Fianna Fáil leader Micheál Martin has described as "extraordinary" a statement by the Taoiseach that it would be illegal for him to confirm whether or not he had given evidence or was to give evidence again to the Fennelly Commission.
Judge Nial Fennelly is investigating the circumstances surrounding the resignation of former garda commissioner Martin Callinan in March of last year.
Speaking on RTÉ's Morning Ireland, Mr Martin accused Enda Kenny of "extraordinary intolerance" in holding the Government to account on the whole issue.
Mr Martin said he had read the Commissions of Investigations Act 2004 and "at no stage" does it say it is an offence to confirm that a person is a witness or would be a witness to a commission of inquiry.

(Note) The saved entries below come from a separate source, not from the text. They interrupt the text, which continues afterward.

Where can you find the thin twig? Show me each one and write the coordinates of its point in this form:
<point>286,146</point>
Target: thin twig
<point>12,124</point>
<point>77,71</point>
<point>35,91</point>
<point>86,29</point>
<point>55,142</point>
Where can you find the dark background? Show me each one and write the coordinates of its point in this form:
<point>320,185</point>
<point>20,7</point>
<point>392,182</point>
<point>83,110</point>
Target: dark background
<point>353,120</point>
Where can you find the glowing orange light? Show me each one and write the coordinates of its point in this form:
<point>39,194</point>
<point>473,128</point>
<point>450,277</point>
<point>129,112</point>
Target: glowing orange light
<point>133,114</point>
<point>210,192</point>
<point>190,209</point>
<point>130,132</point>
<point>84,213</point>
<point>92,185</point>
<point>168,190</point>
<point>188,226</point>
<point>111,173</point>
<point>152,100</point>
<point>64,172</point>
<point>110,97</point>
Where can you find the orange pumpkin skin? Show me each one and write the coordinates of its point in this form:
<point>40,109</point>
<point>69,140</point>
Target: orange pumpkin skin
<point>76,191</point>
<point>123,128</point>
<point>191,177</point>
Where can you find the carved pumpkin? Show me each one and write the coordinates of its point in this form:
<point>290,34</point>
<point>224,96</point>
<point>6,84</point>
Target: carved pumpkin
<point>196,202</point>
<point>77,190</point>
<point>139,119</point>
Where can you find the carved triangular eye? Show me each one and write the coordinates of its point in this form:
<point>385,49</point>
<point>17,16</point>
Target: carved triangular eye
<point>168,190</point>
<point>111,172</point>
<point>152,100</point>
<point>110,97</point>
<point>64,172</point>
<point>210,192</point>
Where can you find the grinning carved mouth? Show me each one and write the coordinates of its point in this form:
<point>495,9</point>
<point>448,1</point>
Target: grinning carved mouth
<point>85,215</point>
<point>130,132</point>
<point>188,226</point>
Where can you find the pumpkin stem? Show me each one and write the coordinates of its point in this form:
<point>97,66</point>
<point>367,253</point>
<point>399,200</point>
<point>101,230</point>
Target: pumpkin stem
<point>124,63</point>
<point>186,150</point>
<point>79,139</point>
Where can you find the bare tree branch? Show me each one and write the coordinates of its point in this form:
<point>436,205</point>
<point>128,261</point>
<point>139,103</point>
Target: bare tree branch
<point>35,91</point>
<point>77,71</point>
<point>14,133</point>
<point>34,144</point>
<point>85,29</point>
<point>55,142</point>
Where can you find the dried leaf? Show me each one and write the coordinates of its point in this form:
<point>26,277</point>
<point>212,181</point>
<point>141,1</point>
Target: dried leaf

He pointed out that the Taoiseach had said last June that he had been contacted by the Fennelly Commission and that he was looking forward to giving evidence.
"What is now an offence for the Taoiseach wasn't an offence for the Taoiseach in June of last year," he said.
He also rejected a suggestion by a Government spokesman that he was trying to "politicise" the investigation.
Mr Martin said he had read the relevant section of the Act "backwards and forwards" and he saw no distinction between someone disclosing they had given evidence, or disclosing that they were intending to give evidence, as the Taoiseach had done.
He said the solicitor to the inquiry had confirmed that no communication was made to any witness to the effect that they could not confirm that they were witnesses.
"There's no legal obstacle to confirming whether or not you gave evidence...the Taoiseach has been hiding on this issue for a long time, and is not (being) upfront and honest."
"I think it's unacceptable, given all the rhetoric we've heard from the Taoiseach and the Government about 'telling it as it is', and about transparency in terms of how Government conducts its affairs."
Responding to Mr Martin's comments, Taoiseach Enda Kenny said that there are a number of Commissions of Inquiry at the moment and in each of these cases its very important that the members conduct their investigations responsibly.
He added in this case, Justice Fennelly should be allowed to conduct their work to fulfil their remit as they are capable of doing.
Mr Kenny added that he expects to fulfil his obligation in respect of the Fennelly Commission and he expressed his wish that he didn't want to comment any further.
The Minister for Jobs, Enterprise and Innovation said Mr Martin’s criticism of the Taoiseach amounts to political opportunism.
Speaking in Galway this morning, Richard Bruton said it was very clear under the terms of the Commissions of Investigation Act that participants were prohibited from discussing the workings of such an inquiry.
He said Judge Fennelly has been given a job to do and it was important that he had the time and space to complete that task.
Tánaiste Joan Burton also accused Mr Martin of politicising matters.
She said she would like to see the report section that concerns the Taoiseach as early as possible and it is important that Judge Fennelly completed the report and presents it as soon as possible.